Hear ye, hear ye, culinary squires and noble chefs of our grand kingdom! The task of slicing the majestic beast, known to all as beef, is not a mere chore, but a rite of honor. It demands precision, respect, and an artistry befitting our royal standards. Attend closely, for King King shall now impart the regal method to achieve slices fit for a monarch’s feast.

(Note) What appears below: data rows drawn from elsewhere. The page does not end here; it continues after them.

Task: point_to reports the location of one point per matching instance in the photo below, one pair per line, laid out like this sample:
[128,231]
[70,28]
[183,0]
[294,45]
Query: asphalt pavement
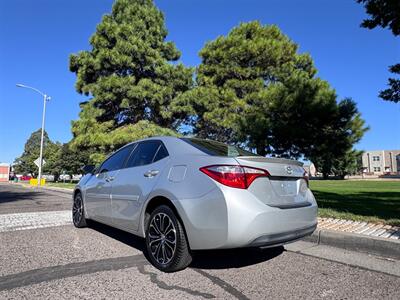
[45,257]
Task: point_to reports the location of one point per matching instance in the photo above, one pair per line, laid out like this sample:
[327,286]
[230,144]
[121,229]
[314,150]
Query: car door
[134,182]
[98,188]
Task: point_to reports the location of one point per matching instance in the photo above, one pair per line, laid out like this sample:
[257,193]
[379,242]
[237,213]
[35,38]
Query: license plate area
[285,186]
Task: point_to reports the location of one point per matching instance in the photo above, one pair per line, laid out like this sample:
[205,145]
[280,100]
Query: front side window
[117,160]
[146,153]
[216,148]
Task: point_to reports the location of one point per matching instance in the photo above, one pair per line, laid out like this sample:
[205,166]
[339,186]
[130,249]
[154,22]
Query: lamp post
[45,99]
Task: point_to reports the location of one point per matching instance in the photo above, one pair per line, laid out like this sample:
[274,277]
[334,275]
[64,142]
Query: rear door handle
[151,173]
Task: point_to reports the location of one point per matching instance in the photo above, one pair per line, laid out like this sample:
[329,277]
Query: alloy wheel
[162,238]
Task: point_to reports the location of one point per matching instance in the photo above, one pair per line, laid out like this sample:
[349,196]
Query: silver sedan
[184,194]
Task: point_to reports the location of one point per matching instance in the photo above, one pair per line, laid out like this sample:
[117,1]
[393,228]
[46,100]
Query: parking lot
[44,256]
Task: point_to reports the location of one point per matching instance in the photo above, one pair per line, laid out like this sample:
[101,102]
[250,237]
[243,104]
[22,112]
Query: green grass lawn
[364,200]
[61,184]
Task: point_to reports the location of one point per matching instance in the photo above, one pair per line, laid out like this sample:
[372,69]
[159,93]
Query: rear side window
[216,148]
[116,161]
[161,153]
[146,153]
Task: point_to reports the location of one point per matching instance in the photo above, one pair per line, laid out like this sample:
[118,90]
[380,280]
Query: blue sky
[37,37]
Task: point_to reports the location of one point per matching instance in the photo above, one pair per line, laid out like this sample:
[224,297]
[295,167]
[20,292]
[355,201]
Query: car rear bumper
[277,239]
[233,218]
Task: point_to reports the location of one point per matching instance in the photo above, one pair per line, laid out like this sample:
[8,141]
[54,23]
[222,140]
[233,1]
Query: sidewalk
[376,239]
[359,227]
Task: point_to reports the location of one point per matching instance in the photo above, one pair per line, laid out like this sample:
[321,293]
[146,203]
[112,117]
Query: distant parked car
[184,194]
[49,177]
[25,177]
[76,177]
[64,177]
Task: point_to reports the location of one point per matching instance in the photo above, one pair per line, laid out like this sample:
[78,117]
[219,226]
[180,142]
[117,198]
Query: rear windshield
[216,148]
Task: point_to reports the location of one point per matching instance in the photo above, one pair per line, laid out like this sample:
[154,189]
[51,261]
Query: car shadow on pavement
[11,196]
[233,258]
[205,259]
[119,235]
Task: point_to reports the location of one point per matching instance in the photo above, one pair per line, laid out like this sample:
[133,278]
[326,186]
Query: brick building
[381,162]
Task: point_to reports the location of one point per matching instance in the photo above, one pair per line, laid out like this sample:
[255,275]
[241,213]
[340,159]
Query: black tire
[178,257]
[78,212]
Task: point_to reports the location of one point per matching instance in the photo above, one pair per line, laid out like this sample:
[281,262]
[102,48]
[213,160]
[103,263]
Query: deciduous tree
[385,13]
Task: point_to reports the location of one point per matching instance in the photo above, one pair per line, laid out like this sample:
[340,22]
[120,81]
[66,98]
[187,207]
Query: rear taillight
[234,176]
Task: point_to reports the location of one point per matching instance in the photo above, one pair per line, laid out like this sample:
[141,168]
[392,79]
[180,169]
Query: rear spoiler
[272,160]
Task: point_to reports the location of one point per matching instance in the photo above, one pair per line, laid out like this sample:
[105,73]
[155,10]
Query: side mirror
[88,169]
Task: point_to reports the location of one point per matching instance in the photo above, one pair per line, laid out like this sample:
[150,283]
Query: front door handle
[110,178]
[151,173]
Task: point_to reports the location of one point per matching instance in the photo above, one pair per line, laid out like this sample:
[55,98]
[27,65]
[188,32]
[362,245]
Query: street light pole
[45,99]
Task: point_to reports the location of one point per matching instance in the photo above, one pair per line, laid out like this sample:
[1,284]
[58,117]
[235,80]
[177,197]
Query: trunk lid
[286,186]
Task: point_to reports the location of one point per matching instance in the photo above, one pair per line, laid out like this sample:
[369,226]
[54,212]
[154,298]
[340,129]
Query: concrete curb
[355,242]
[49,188]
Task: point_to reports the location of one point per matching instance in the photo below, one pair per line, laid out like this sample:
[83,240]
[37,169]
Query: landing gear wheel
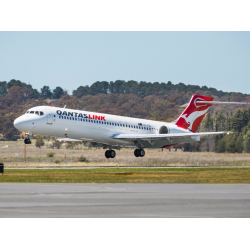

The King’s Commands for Slicing Beef with Majesty:
- The Royal Rest:
- Let the beef, once cooked or if raw, rest upon the royal board. If cooked, it must rest for a time span equivalent to a short knight’s tale, allowing its juices to retreat inward, ensuring a succulent result.
- The Blade’s Blessing:
- Ensure your blade, preferably a long, slender carving knife, is sharpened to perfection. It should gleam under the torchlight, sharp enough to cut through the thickest battle armor.
- The Grain’s Guidance:
- Observe the beef’s grain, the lines that run through its majestic form, much like the lines of destiny. One must always slice against this grain, not with it. This command is of utmost importance, for slicing against the grain promises tenderness in every bite.
- The Noble Approach:
- Position the beef before thee, steadying it with a carving fork, the trusted squire to your knife. Commence the slice with a confident yet gentle motion, applying even pressure.
- Thickness of Royalty:
- The slices must not be too thin, lest they lose their kingly presence, nor too thick, for they must be elegant and refined. Aim for a thickness that reminds one of a single petal from the royal rose garden.
- The Final Touch:
- Once sliced, lay these royal beef slices on a platter adorned with gold and silver, befitting their noble origin.
By adhering to this sacred decree, thou shalt produce slices of beef that not only honor the beast but also uphold the culinary traditions of our grand kingdom. May your feasts forever echo with the joy of perfect beef slices and the applause of satisfied nobles!